Kernel Shape in a CNN Audio Model

audio

(Code on GitHub.)

Audio has a strong temporal component. Unlike an image, audio is a thing that happens in time, not an arrangement of items in a space. And yet many audio classification models treat spectrograms as if they were still images and not events, an artifact of early successes applying visual models to audio datasets.

I took the ESC-50 dataset, created a simple five-layer CNN model, and trained it with various kernel shapes and sizes. My hypothesis: kernels that extend more in the temporal dimension will have better performance.

Model setup:

Each run trained a 5-layer CNN (no augmentation, fixed architecture) on ESC-50 with varying kernel sizes. All layers used the same square/rectangular kernel shapes, from 3×3 up to 11×11. Padding preserved input shape. Cross-validation: 5 folds. Average of three separate runs with different random seeds.

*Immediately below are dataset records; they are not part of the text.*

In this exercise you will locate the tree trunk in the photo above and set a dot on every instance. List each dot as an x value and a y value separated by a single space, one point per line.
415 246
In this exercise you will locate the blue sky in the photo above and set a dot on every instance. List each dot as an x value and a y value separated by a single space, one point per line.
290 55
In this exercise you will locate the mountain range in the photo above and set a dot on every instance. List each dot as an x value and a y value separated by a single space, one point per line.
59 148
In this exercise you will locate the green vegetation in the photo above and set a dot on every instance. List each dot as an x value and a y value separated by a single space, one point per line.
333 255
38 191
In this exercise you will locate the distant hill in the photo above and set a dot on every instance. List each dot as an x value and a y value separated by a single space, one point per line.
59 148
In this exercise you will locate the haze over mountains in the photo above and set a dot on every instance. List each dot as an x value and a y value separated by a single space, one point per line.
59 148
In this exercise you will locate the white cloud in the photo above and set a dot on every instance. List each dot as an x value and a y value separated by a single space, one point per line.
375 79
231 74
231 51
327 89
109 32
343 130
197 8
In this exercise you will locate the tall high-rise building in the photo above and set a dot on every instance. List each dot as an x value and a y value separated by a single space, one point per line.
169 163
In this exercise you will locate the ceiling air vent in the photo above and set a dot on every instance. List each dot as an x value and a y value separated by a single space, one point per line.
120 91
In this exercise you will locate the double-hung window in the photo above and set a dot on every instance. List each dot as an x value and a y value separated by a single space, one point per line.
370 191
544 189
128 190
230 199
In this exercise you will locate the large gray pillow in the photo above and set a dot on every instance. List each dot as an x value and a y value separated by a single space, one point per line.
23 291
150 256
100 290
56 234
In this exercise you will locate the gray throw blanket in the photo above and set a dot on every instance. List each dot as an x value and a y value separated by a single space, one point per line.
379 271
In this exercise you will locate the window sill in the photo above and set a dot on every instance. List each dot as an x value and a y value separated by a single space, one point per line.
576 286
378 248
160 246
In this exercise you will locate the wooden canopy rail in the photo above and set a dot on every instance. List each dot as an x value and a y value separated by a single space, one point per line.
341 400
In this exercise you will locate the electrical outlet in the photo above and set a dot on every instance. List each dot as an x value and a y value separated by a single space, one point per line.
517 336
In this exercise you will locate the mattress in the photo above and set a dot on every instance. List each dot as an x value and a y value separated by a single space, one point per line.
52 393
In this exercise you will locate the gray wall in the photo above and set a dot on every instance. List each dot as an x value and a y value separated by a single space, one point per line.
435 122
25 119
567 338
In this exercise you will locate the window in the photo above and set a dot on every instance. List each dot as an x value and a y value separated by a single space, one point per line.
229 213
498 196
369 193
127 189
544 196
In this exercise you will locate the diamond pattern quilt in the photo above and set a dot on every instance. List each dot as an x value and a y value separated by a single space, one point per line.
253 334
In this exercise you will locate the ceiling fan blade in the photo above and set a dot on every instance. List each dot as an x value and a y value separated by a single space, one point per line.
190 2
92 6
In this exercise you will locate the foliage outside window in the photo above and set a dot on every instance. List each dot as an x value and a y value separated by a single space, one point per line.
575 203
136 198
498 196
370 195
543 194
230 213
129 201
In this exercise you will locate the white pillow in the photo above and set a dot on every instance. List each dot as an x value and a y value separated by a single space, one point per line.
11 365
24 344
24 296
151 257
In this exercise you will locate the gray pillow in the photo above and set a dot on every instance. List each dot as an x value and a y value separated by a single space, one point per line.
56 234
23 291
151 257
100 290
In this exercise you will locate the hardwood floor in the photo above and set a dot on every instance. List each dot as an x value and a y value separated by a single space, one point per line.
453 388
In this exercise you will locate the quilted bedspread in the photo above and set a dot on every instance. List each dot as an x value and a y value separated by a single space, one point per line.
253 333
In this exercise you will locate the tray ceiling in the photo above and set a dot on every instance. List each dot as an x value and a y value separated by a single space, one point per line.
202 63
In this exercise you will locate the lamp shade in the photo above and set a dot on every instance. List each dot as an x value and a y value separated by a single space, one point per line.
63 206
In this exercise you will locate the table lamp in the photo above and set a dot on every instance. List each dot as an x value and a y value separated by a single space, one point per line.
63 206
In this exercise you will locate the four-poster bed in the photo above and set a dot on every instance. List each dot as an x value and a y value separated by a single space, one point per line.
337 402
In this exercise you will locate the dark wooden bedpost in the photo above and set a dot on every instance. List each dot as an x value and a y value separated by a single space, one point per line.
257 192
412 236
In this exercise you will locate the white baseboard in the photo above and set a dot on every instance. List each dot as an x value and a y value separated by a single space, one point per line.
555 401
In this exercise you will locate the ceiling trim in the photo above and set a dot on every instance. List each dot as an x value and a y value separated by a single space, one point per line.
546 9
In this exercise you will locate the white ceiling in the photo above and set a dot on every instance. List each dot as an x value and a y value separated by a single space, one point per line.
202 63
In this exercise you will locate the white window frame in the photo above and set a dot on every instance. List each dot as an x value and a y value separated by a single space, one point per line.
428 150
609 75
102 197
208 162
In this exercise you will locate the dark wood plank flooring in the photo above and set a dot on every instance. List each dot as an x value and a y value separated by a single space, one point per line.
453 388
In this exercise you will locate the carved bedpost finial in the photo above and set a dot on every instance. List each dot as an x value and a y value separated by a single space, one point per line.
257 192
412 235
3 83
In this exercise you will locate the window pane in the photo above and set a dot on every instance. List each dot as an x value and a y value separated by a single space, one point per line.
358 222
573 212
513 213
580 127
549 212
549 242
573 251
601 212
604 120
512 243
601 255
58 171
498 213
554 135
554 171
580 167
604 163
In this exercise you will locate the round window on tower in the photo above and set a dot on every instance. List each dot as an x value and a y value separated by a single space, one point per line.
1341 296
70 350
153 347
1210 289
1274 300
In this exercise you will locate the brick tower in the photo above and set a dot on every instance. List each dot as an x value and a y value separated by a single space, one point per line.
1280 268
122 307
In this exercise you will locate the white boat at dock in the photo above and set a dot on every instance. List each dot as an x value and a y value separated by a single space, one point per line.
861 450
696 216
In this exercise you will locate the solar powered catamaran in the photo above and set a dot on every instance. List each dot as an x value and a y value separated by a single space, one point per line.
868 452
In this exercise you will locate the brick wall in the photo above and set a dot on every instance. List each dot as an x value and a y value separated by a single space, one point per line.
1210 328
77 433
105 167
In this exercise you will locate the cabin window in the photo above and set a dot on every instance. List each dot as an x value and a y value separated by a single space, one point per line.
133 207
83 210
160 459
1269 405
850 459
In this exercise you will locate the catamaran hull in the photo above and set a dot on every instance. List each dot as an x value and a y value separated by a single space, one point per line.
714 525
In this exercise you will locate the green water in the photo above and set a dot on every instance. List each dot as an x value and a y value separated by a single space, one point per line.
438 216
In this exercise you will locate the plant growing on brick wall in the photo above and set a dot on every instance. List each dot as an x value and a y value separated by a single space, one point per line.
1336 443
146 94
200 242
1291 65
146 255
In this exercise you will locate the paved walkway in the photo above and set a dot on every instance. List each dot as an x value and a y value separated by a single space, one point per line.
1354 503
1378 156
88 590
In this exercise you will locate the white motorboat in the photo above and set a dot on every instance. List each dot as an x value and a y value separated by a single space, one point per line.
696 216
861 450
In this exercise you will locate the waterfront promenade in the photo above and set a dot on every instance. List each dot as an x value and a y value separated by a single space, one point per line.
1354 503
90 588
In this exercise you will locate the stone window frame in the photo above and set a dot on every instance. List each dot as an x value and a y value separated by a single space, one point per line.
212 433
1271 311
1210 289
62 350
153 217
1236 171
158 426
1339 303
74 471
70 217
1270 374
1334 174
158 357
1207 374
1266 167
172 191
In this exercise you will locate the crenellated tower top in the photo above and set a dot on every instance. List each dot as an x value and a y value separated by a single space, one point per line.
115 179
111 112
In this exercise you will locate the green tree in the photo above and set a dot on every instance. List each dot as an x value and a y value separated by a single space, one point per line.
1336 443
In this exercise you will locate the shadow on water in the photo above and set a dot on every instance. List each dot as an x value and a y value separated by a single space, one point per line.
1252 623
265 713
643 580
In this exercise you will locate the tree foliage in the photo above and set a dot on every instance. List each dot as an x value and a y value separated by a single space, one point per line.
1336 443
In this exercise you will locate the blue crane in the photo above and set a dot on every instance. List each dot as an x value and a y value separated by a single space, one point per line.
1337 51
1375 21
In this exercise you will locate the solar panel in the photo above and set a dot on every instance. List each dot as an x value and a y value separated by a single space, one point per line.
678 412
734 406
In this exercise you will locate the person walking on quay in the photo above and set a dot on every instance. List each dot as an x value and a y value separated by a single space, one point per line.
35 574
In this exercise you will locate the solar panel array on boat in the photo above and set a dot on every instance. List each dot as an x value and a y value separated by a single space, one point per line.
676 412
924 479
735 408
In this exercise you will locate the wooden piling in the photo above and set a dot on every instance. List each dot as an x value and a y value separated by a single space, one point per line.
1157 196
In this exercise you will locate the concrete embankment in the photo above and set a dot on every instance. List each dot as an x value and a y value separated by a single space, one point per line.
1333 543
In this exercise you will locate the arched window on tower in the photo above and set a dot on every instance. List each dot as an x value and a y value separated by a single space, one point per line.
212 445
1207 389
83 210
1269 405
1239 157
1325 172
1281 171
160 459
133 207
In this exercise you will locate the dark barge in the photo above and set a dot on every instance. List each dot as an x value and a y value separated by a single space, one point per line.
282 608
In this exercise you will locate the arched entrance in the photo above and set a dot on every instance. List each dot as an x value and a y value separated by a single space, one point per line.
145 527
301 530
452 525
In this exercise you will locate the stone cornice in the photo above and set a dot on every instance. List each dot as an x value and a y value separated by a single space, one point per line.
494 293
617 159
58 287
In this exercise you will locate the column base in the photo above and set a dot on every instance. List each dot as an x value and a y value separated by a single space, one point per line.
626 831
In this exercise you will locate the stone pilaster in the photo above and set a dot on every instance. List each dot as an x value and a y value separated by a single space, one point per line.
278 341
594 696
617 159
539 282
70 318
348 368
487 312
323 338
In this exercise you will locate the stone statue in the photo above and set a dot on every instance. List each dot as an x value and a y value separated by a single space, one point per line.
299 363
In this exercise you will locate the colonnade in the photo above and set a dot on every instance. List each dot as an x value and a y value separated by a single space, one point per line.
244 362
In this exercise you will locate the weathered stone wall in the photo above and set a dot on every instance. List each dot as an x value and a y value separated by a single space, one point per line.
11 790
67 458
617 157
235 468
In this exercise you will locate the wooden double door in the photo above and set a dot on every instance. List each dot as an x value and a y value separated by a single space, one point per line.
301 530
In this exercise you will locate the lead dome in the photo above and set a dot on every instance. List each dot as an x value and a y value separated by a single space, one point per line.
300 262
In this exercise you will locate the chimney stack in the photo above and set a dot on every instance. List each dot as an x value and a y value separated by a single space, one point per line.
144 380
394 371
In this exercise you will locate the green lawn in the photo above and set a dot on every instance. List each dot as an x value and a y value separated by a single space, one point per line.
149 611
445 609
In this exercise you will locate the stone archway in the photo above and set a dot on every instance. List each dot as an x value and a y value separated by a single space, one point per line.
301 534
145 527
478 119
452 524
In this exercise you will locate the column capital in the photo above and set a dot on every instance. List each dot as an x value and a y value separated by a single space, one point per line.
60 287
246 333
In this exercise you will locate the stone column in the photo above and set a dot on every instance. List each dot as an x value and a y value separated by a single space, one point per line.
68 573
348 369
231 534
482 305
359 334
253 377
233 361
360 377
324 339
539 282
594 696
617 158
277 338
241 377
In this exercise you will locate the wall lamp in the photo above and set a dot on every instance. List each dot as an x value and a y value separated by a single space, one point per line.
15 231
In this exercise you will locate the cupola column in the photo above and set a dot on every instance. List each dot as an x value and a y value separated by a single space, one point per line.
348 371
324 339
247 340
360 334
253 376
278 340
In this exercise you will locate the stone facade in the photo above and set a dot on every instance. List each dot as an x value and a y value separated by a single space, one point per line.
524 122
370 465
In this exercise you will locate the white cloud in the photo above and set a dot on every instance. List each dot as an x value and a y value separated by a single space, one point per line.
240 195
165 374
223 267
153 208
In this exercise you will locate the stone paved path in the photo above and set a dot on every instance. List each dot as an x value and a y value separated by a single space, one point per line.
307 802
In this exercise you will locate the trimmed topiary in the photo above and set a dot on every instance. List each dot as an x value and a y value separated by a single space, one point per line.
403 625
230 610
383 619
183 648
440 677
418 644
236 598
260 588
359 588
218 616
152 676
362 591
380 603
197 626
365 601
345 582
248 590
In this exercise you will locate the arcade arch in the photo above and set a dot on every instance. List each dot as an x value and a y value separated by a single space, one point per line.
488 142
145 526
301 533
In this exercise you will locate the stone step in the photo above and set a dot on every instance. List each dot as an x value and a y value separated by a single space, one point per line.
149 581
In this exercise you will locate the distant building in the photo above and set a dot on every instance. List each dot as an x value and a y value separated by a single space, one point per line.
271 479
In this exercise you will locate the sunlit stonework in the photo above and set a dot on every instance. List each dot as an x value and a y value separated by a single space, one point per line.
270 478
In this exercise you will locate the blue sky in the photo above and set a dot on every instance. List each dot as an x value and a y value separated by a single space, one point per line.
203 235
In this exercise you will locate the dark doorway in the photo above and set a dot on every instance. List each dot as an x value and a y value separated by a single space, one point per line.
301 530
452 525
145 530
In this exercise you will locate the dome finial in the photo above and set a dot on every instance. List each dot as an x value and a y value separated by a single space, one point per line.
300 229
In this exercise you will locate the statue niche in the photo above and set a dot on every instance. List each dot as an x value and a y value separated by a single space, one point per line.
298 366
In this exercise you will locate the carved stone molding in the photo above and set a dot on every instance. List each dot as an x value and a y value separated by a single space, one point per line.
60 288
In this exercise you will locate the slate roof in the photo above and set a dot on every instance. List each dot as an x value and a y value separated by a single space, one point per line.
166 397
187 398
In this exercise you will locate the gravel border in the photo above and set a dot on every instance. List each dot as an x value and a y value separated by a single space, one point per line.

Here are the validation accuracies for each kernel shape:

accuracy heatmap

This shows an expected trend in accuracy as the kernel size increases in the temporal dimension. The highest accuracy was found at a kernel size of 7(frequency)x 11(temporal), with accuracies at all kernel shapes mostly increasing as the kernel temporal dimension increases. Accuracies did not increase proportionally with the frequency dimension, instead peaking at 7 and falling off at higher and lower sizes.

This looks like reasonable evidence that kernels extending in the temporal dimension perform better on audio classification tasks, providing some signal that audio should be treated more as a temporal sequence than a spatial map.

It might be worth investigating if the accuracies differ significantly between short, punctuated sounds like dog barks or gun shots and longer sounds like sirens or helicopters, all of which are ESC-50 classes.